Pharmaceutical company payments to doctors extend far beyond
rank-and-file clinicians — and deep into the leadership of America’s
teaching hospitals, according to a study published today in the Journal of the
American Medical Association.
A team of researchers at the University of Pittsburgh Medical
Center examined the boards of the 50 largest drug companies by global sales (excluding
three companies that were not publicly traded). The researchers found that 40
percent — 19 companies — had at least one board member who also
held a leadership role at an academic medical center. Sixteen of the 17
companies based in the United States had at least one. Several had more than
one.
All told, the research team found that 41 of the companies’ 2012
board members held leadership positions at academic medical centers. Six of the
41 were pharmaceutical company executives who served on hospital boards of
directors or held other leadership posts.

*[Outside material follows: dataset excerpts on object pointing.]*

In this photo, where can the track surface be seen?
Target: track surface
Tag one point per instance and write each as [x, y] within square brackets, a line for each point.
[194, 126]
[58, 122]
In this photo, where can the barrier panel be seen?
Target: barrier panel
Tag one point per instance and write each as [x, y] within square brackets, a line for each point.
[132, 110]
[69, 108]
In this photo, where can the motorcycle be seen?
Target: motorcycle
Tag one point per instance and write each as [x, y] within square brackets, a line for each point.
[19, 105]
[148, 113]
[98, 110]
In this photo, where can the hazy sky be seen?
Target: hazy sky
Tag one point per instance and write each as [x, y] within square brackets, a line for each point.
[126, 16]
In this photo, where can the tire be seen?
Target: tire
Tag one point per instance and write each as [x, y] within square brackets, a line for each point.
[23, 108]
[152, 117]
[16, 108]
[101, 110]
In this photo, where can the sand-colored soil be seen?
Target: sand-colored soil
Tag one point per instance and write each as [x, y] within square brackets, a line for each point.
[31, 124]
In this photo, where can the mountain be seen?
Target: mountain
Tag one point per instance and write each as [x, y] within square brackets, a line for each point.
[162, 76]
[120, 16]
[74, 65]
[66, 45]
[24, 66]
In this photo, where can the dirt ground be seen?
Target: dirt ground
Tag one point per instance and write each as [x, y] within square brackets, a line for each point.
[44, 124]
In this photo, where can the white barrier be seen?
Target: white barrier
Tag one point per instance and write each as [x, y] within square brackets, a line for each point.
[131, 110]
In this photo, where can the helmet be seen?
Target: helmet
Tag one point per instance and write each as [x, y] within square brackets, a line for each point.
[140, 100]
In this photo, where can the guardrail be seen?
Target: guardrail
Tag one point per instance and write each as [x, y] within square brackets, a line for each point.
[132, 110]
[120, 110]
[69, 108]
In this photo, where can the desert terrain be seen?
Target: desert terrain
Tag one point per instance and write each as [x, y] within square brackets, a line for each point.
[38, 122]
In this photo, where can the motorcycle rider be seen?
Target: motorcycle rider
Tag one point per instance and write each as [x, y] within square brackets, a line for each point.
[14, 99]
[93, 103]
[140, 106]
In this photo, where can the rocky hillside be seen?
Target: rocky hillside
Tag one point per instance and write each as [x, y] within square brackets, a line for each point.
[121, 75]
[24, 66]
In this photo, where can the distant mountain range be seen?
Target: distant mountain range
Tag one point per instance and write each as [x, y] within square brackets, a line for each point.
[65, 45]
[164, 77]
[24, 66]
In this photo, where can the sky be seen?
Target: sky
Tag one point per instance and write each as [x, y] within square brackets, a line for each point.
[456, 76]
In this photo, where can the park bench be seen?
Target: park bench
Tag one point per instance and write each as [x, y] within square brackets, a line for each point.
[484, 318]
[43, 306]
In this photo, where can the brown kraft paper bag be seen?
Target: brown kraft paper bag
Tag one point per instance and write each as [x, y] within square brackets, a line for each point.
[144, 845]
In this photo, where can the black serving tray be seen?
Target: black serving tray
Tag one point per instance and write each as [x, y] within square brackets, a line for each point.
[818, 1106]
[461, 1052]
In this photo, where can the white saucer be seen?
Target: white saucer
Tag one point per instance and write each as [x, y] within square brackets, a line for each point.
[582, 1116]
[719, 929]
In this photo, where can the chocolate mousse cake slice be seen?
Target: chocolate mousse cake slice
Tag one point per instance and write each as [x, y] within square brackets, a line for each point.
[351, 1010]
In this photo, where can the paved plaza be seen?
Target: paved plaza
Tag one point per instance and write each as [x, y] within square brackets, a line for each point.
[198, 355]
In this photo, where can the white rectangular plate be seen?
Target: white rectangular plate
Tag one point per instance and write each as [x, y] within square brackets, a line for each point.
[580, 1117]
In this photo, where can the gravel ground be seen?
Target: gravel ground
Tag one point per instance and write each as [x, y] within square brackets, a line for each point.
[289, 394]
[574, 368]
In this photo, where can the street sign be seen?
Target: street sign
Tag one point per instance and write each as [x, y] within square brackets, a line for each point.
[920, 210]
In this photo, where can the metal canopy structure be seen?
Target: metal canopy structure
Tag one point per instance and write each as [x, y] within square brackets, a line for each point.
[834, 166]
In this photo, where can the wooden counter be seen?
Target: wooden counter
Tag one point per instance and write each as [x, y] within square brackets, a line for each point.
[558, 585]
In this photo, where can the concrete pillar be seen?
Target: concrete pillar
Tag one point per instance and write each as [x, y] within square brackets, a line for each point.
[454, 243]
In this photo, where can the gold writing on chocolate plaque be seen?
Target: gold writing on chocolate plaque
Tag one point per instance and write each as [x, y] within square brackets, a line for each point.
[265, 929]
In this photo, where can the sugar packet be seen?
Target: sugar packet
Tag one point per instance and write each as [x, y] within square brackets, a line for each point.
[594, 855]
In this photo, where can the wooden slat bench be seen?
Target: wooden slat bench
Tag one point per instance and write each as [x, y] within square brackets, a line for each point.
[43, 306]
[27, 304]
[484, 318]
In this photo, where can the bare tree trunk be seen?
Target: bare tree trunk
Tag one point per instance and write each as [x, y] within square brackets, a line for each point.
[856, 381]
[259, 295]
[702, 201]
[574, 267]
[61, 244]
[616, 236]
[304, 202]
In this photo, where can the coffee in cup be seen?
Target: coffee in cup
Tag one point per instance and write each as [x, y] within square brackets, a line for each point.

Excluding the industry executives, the academics earned an
average of nearly $313,000 that year for their board service.
ProPublica
has been chronicling conflicts of interest in medicine for several years by
looking at drug makers’ payments to individual medical practitioners for
consulting, speaking and more. Our Dollars
for Docs database currently collects information on payments by 15
companies that publicly report them, most as a condition of lawsuit settlements
with the federal government.
Beginning this fall, under a provision of the 2010
Affordable Care Act, all pharmaceutical and medical device companies will have to publicly report payments to
physicians. The first report is expected to be released in September
and will cover payments made from August to December 2013.
In the study published today, the authors wrote that when academic
medical leaders serve on pharmaceutical company boards, it can lead to conflicts
not only for individuals, but for the critically important health care
institutions they guide.
As board members of drug companies, academic leaders take on
a fiduciary duty to those companies’ success. That can “conflict or compete”
with their other responsibilities, the study says.
“Given the
magnitude of competing priorities between academic institutions and
pharmaceutical companies, dual leadership roles cannot simply be managed by
internal disclosure,” the authors conclude. “These relationships present
potentially far-reaching consequences beyond those created when individual
physicians consult with industry or receive gifts.”
Among the academic leaders serving as drug-company board
members was the dean of the University of Illinois College of Medicine, whose institution
was criticized recently when members of its surgery department
appeared in an ad for the daVinci surgical robot.